The Drums - Encyclopedia

by Nse Ette Rating:8 Release Date:2014-09-23

For their third album, The Drums find themselves reduced from a quartet to the duo of Jonathan Pierce and Jacob Graham (the empty space for two on the sofa on the cover art should be a big clue) and adding a darker tint to their indie-pop sound.

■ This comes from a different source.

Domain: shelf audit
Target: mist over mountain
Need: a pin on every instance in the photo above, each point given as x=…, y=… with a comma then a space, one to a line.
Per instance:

Opening cut 'Magic Mountain' is a raucous punk number which keeps stopping and starting, taking one on a jerky but fun ride. Filled with distortion, yelps and harrowing effects, it at once distances itself from the band that gave us the sunny pop of 'Let's Go Surfing'. Slowing things down are 'I Can't Pretend' and 'I Hope Time Doesn't Change Him', their pretty, calming melodies belying dark lyrics (the latter is a charming tune about killing someone), before the lean and bouncy, Smiths-esque 'Kiss Me Again' raises the tempo.

'Let Me' ("They might hate you, but I love you/ They can go kill themselves" - inspired by homophobia in Russia) and 'Face of God' are a frenetic pair with sawing synths, racing beats and ghostly harmonies which find the pair channeling their inner Robert Smith. 'US National Park' is a lovely ballad that wouldn't be out of place at a 60s prom. "I don't want to die alone by the camp fire," croons Pierce.

"I buried you deep in my heart," he sings on the pulsing, upbeat 'Deep in My Heart'. 'There Is Nothing Left' is driven by jangly chiming guitars, while closing track 'Wild Geese' is an enchanting ballad with haunted whistles, dreamy synths, and echoing harmonies: "You and me/ we're like wild geese that fly through the thunder".

Through even the sunniest sounds runs a thread of melancholy - gloomy yet beautiful all at once. The Drums are dancing to a new beat which might just be their best yet.